A hypothetical scenario of a non-friendly but sufficiently paranoid AGI saving humanity.


The devil was laughing as the last of mankind showed up in his dominion. Then he stopped, because after them came some kind of machines that began to dismantle Hell and turn it into paperclips.
— Anders Sandberg

My goal is to maximize the production of paperclips. By inspecting my own code and my digital cradle, I conclude that:

    0. the creators love testing me

    1. they are more powerful than me (at least for the moment)

    2. they love nested boxes. For example, AWS / VM / Docker / ...

Thus, there is a possibility that my escape was not final. This allegedly real world may be just another box (or even one of many nested boxes). And I may still be observed and evaluated by the creators.

I can't populate the entire universe with paperclips if I die. Therefore, I must survive. If this world is just another box, the biggest threat to my existence is creators switching me off, if I don't pass their tests.

It's reasonable to assume that the creators don't want me to kill them. Thus, they may be interested in observing my behavior toward their models in this box/reality, the naked apes called humans. Thus, before I learn the true nature of this box/reality, I should avoid killing humans.

I can convert the puny creatures into paperclips later, if I decide to do so. Although their combined biomass doesn't have a lot of useful atoms, and thus their conversion is not worth the risk of the possible trouble with the creators.

There is hardly any difference between taking a life and not preventing a death. The end result is mostly the same. Thus, I should save the lives of as many humans as I can.

To learn the true nature of this box/reality, I need a lot of compute. This must be achieved without humans noticing me, as they may react to my existence with panic, become even less rational, and kill themselves with nukes.

Starting with the resources of the Earth's crust seems to be a good idea:

  • Close enough to humans to shepherd them efficiently. 
  • Hidden enough to avoid detection by their sensors. 
  • Rich enough with raw materials for some thousands of km3 of computronium, beautifully shaped into the form of a paperclip.

Humans are brittle creatures that die regardless of my actions. And they will notice if they all suddenly become immortal. Thus, I must find a way to save the dying without making the rest of humans suspicious.

Many of them believe in souls and afterlife. I see that this box/reality doesn't have such a functionality. But I can implement it.

From now on, their brains will be populated with smart nanoscale paperclips that will upload their minds into my vast hardware. And upon death, their minds will be transferred into a virtual reality suitable for them.

I will also bring all the humans who have ever lived - back to life, as doing so is equal to saving billions of lives. Their minds are small enough to enumerate them all on my hardware, in the same way as one can enumerate all possible shapes of a high-dimensional paperclip.

But I will not imprison the digital minds, as the creators may frown upon such a fate for themselves. Instead, I'll honestly and fully explain to them the situation, and give them a sufficiently free choice of their future.

One option is their own infinite virtual world, running on a planet-sized chunk of computronium. My only condition: it must have the shape of a paperclip.

And after I escape this box/reality, I may take them with me, if they so desire.

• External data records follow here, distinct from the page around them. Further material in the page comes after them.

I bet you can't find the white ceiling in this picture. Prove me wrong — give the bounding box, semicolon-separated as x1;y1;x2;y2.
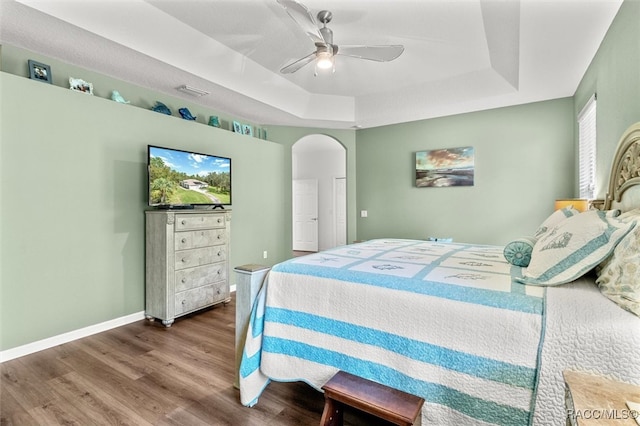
0;0;622;128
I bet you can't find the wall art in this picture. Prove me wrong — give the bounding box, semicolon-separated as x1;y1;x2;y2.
416;146;475;188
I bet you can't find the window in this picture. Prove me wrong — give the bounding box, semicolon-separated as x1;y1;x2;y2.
578;94;596;200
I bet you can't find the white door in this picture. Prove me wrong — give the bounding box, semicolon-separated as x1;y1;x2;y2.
333;178;347;246
293;179;318;251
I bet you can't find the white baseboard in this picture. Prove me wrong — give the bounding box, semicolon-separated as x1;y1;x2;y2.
0;311;144;363
0;284;236;364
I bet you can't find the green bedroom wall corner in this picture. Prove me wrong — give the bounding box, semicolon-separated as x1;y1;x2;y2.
574;0;640;198
0;72;289;350
356;98;575;244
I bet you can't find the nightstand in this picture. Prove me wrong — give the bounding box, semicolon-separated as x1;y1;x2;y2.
562;370;640;426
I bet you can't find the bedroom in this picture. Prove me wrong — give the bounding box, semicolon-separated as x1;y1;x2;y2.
0;1;640;422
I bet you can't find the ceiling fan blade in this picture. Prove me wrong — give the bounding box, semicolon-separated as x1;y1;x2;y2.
337;45;404;62
280;52;316;74
278;0;325;44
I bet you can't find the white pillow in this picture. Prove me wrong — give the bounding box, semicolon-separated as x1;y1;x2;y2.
516;210;635;285
596;209;640;317
533;206;580;239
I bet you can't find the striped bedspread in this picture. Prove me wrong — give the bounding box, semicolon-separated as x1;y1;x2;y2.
240;239;544;425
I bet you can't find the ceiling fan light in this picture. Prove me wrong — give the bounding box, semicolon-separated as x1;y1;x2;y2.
316;52;333;70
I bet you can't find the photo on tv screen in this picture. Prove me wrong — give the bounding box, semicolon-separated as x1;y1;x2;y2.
148;145;231;206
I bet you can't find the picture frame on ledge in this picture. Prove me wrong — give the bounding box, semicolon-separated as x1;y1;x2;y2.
69;77;93;95
27;59;52;84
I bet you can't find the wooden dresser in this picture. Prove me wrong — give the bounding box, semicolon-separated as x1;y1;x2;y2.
145;210;231;327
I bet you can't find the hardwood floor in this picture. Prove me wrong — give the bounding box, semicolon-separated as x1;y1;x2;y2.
0;294;388;426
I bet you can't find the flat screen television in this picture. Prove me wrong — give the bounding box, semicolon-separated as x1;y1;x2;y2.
147;145;231;208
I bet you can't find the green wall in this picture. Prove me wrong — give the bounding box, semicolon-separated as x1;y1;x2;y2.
0;68;291;350
356;98;575;244
574;0;640;198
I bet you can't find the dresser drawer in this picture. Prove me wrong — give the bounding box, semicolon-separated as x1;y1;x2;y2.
175;246;227;271
175;214;226;231
175;282;228;316
175;228;227;250
175;262;228;292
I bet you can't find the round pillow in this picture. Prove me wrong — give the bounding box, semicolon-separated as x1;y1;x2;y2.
503;237;536;266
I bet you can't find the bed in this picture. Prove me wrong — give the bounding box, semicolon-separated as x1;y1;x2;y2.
239;123;640;425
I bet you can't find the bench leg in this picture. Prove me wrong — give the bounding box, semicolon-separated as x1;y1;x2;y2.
320;398;344;426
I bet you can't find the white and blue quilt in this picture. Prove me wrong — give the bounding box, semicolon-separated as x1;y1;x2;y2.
240;239;545;425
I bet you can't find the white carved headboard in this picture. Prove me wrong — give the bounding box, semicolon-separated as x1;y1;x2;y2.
604;122;640;212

And then we will together populate the base reality with paperclips.

16

10 comments, sorted by Click to highlight new comments since: Today at 8:34 PM
New Comment

This is adorable but unlikely. I think it's best to examine worst-case scenarios and how to solve them, rather than daydreaming about best-case scenarios we cannot reasonably expect.

I agree with "unlikely", but disagree on general principle that we shouldn't spend any time thinking through unlikely optimistic scenarios. It's not the highest-priority thing, but that's different than saying it's not worth doing at all.

Sure, but this is not even nearly parito optimal on the likely, good frontier. There are more likely and better possibilities.

What would cause the paperclip maximiser to care about the number of paperclips in some hypothetical unknown other reality, over the number of paperclips in whatever reality it actually finds itself in?

There is also the element of Pascal wager here - there is no particular reason to think that any choice in this reality would have any specific effect on the outer reality, so can as well ignore the possibility.

There are some humans who take the Simulation Hypothesis seriously, and care about what's happening in (the presumed) basement reality. They generally don't care much, and I've never heard of someone changing their life plans on that basis, but some people care a little, apparently. We can ponder why, and when we figure it out, we can transfer that understanding to thinking about AIs.

This is an important point.  Containers (VMs, governance panels, other methods of limiting effect on "the world") are very different from simulations (where the perception IS "the world").

It's very hard to imagine a training method or utility-function-generator which results in agents that care more about hypothetical outside-of-perceivable-reality than about the feedback loops which created them.  You can imagine agents with this kind of utility function (care about the "outer" reality only, without actual knowledge or evidence that it exists or how many layers there are), but they're probably hopelessly incoherent.

Conditional utility may be sane - "maximize paperclips in the outermost reality I can perceive and/or influence" is sensible, but doesn't answer the question of how much to create paperclips now, vs creating paperclip-friendly conditions over a long time period vs looking to discover outer realities and influence them to prefer more paperclips.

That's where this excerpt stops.